Filters

Gottlieb Wallisch - Mozart in Vienna - Audio Video Club of Atlanta

There's a lot to like about "Mozart in Vienna," a selection of some of Mozart's best piano works, performed with rare insight and sensitivity of touch by the outstanding young Austrian pianist Gottlieb Wallisch (b. Vienna, 1978). In this program Wallisch shows a clear, broad view of the works he plays, giving his playing a transparent quality that allows us to experience their lithe but strong formal design and the luminous quality of Mozart's harmonies. He has an unusual sensitivity for the relative importance of the musical lines in a complex structure, something the finely shaded dynamic range of his playing helps to bring out time and again.

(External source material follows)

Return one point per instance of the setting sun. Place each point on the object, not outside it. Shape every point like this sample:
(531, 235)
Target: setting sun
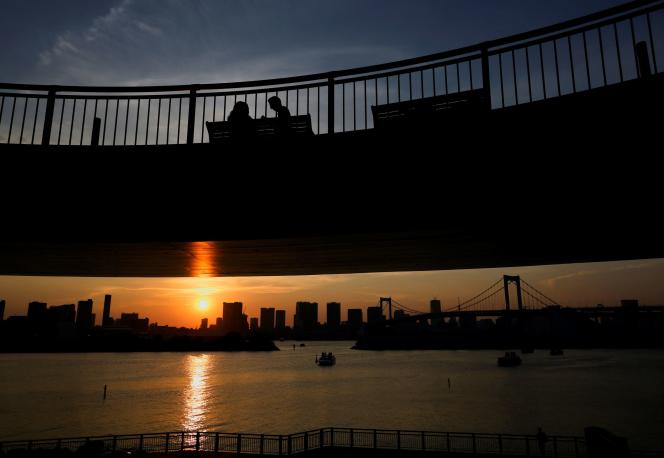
(203, 304)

That's particularly important when considering the last two Piano Sonatas in B-flay Major, K570 and D Major, K576. Both were written at a time when composers such as Mozart were striving to reconcile the contrapuntal technique of the old masters with the contemporary "gallant" style, in the process setting the groundwork for the modern sonata-form that would dominate western music for decades. Both sonatas share the same formal layout: Allegro / Adagio / Allegretto. But here the resemblance ends, as K570 is the more formally severe of the two, the high drama of the outer movements being strongly contrasted to the exquisitely tender vision of a better world that we get in the Adagio.

The contrasts are defter, subtler in K576, which Mozart described (incredibly) in a letter to a friend as an "easy sonata" for Princess Friederike of Prussia. In common with the three "King of Prussia" Quartets that he was engaged in writing for her father, there's a great deal of contrapuntal muscle in this work, something Mozart sublimates under the smoothness of the surface. Wallisch has a nice equilibrium between his hands that helps to bring out the balance in this work, and he underscores its subtle coloration without overstating it. Not as carefree as other accounts I've heard of this work, Wallisch's interpretation of K576 compliments his K570 to perfection.

The other works are also superbly interpreted by Wallisch. They include the tenderly expressive Fantasia in D Minor, K397, which unfolds before us like a scena from an opera presented with wonderful spontaneity, and the remarkable Rondo in A Minor, K511, which Wallisch describes as "an intimate piece of chamber music for solo piano, full of melancholy, poetry and confession." As in his account of the Fantasia, Wallisch shows himself adept in exploring the patterns of light and shadow that make this work so intriguing. Wallisch concludes on a high note with the Variations in G Major, K455 on the aria "Unser dummer pöbel meint" from a comic opera by Gluck, an outrageous example of Mozart's musical humor at work.